Großer Raum für große Bilder: In seiner bereits 28. Auflage der Kulturreihe ars secumaris stellt Secumar-Geschäftsführer Jan-Ulrich Bernhardt erneut den Künstlerinnen Bärbel Wieruch und Uschi Wientapper großzügig seine Räumlichkeiten am Bredhornweg 39 in Holm zur Verfügung. Im Beisein von zahlreichen Familienangehörigen, Freunden und Fans fand dort vergangene Woche am Valentinstag die Vernissage der Ausstellung mit dem vielsagenden Titel „Mehr als Meer“ statt.

Süffisant bemerkte der Hausherr in seiner Begrüßungsrede, dass in früheren Zeiten mehr Blumen das Sujet der ausgestellten Bilder ausgemacht hätten. Dem war in diesem Falle nun gar nicht so. Teils abstrakte, teils detailgenaue Momentaufnahmen von Schiffsteilen, Bootszubehör und Hafenszenen sowie stimmungsvolle Impressionen von Meer und Küste machen den Inhalt der üppig gehängten Ausstellung sehenswerter Acryl-Gemälde aus.

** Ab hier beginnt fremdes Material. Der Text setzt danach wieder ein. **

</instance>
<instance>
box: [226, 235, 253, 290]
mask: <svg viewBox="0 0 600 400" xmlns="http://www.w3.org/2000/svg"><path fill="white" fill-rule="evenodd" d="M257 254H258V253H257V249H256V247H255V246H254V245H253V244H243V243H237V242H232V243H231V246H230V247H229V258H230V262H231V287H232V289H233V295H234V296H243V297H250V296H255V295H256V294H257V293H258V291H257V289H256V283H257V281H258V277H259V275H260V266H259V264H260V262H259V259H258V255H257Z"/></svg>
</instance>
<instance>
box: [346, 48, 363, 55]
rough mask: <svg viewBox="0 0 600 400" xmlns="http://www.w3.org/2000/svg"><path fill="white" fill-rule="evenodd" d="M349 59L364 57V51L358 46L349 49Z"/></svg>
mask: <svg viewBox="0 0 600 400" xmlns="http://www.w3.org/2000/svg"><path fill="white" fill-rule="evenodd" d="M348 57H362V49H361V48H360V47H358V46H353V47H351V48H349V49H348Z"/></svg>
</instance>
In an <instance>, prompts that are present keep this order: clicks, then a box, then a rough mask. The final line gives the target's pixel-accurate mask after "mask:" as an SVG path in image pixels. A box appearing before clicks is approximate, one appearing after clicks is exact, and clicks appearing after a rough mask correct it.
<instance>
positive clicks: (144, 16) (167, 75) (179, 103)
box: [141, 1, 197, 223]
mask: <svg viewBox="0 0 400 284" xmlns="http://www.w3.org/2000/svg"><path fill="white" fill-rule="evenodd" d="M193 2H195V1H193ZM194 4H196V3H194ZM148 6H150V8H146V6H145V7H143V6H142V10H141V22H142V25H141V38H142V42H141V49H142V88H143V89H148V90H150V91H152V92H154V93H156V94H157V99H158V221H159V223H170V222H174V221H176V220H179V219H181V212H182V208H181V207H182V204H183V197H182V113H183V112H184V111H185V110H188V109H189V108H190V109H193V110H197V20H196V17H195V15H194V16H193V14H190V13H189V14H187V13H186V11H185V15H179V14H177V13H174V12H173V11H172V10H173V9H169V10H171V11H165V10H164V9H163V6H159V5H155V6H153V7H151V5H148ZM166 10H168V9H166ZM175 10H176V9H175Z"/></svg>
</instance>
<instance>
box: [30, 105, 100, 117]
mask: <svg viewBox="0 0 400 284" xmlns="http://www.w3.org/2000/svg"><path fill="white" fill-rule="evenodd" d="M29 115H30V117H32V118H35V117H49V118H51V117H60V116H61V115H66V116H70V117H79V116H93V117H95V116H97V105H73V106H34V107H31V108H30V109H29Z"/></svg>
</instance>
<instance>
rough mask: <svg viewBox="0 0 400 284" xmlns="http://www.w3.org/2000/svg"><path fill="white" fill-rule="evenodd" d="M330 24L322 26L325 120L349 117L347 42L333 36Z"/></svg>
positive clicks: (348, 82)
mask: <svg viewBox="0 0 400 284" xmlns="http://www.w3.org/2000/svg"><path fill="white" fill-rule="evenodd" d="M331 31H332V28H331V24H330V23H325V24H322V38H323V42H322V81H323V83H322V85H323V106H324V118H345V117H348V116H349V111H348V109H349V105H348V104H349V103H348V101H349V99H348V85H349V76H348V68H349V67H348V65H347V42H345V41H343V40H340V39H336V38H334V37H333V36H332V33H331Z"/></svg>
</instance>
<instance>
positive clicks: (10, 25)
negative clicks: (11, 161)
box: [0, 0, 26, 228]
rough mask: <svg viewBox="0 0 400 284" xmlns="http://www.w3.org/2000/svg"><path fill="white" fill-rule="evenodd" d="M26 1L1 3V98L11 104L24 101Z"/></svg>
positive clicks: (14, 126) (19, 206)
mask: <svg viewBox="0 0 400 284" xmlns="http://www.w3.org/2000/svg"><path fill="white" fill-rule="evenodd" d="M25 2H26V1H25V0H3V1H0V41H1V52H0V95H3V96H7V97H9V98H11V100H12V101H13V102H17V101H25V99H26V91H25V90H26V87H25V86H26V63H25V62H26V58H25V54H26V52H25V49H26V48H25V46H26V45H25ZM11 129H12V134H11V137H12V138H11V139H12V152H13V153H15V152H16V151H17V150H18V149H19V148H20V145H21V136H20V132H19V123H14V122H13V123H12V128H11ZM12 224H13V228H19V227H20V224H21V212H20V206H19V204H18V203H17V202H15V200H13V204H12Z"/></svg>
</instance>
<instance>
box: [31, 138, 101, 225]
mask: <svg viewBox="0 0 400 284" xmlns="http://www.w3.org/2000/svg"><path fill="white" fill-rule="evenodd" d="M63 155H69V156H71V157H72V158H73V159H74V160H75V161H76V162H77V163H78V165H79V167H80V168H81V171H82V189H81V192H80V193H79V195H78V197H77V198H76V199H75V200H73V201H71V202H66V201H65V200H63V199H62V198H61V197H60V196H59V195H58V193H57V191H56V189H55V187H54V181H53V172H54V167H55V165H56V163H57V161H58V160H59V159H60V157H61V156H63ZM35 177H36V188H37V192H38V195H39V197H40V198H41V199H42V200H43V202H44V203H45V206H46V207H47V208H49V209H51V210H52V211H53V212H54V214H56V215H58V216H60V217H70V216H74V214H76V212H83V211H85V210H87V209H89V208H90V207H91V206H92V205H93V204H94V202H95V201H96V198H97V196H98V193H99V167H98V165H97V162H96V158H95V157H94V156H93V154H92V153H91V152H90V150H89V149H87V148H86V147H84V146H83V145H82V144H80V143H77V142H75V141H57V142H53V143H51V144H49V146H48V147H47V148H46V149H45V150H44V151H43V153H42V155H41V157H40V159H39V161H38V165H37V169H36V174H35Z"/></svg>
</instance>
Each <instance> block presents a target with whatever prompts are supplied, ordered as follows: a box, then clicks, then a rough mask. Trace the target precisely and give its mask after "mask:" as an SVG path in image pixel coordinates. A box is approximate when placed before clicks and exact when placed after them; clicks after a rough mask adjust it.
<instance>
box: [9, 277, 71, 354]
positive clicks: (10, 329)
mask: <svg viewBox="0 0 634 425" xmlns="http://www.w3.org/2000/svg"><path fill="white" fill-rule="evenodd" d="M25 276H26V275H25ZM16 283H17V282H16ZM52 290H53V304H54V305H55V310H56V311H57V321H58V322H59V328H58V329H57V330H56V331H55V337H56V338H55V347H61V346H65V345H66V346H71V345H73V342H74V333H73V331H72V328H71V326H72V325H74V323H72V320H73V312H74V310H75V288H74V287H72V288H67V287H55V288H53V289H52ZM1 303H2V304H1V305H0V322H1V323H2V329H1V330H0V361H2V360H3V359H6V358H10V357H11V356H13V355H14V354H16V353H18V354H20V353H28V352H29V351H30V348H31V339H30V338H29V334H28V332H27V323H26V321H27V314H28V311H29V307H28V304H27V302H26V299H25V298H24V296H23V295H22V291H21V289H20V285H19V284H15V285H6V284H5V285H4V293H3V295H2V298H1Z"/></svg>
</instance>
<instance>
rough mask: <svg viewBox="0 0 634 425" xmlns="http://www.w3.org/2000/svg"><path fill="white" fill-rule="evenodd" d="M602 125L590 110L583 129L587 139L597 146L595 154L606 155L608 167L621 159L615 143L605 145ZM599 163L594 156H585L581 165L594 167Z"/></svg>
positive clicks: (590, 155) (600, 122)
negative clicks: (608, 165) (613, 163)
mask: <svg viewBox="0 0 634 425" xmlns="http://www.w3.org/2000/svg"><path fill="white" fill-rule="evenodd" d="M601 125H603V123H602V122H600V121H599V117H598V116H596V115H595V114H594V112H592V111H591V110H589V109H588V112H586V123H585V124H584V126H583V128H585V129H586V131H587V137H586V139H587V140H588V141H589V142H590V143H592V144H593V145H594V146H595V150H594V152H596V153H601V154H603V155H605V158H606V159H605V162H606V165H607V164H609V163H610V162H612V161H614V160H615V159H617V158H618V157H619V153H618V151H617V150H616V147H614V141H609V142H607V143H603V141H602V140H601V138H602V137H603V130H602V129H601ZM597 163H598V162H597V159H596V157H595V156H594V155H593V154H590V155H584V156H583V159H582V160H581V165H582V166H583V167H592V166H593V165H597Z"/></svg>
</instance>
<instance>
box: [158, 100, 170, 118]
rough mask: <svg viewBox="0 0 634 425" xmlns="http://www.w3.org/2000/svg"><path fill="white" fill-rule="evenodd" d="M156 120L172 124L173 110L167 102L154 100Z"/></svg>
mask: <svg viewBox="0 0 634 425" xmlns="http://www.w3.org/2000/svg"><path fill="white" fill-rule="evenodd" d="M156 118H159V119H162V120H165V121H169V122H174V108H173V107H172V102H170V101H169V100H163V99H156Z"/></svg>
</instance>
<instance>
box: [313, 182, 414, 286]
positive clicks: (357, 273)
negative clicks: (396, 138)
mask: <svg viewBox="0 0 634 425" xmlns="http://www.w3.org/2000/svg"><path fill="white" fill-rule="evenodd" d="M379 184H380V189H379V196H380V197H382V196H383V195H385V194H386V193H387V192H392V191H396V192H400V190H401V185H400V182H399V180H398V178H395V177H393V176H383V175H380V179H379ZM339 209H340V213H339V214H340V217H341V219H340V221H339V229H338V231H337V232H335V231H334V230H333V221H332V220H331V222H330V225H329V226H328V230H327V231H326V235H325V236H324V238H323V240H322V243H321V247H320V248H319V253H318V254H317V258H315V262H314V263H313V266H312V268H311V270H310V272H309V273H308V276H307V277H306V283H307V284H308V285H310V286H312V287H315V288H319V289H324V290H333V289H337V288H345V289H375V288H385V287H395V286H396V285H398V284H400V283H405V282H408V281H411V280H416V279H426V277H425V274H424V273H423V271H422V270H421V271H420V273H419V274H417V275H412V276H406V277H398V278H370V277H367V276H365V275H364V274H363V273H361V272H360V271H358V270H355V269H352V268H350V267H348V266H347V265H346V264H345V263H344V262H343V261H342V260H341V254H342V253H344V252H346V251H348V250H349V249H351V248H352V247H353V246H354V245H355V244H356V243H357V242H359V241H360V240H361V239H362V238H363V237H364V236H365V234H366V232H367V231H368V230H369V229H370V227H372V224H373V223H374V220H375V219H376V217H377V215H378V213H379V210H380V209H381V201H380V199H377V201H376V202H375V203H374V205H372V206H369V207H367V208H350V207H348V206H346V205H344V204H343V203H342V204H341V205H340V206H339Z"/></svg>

Sowohl eine innige Beziehung zum Meer als auch die Liebe fürs Detail konstatierte Künstlerinnenfreundin Sigrun Roemmling den beiden Malerinnen in ihrer Laudatio freimütig. Für Wieruch sei Malen eine Herzensangelegenheit und erinnerte daran, dass die ehemalige technische Zeichnerin ihr Auge über die Architekten-Schiene geschult habe. Ihre Bilder sprächen daher eine ganz eigene und vielseitige Sprache.

Und auch Wientapper, so Roemmling weiter, lege manchen Schwerpunkt auf die Wiedergabe architektonischer Details. Das Ergebnis vieler gemeinsamer Spaziergänge der beiden Künstlerinnen auf Motivsuche durch Hafen und Hafencity sind unter anderen packende Nahaufnahmen maritimer Gebrauchsgegenstände, die durch das Auge der Künstlerinnen zu neuer Bedeutung kommen.

„Man kann die Kühle des Metalls und der Materialien förmlich spüren“, urteilte Besucherin Cornelia Heinicke aus Hamburg bewundernd an diesem Abend. Wer Licht so einfangen und darstellen könne wie Wieruch und Wientapper habe ihre große Anerkennung, äußerte sich Unternehmertochter Julia Bernhardt beeindruckt. Und Heiner Eimert, selbst Maler und mit dem Metier vertraut, meinte: „Diese Bilder sind wundervolle Beispiele dafür, dass man mit Acryl wirklich malen kann.“

Alles in allem ein gelungener Abend und eine stimmungsvolle Vernissage, die musikalisch vom Barmstedter Thorsten Heintzsch mit atmosphärischen Klängen von Alexandre Desplat, Ludovico Einaudi und Bruce Hornsby am Flügel begleitet wurde.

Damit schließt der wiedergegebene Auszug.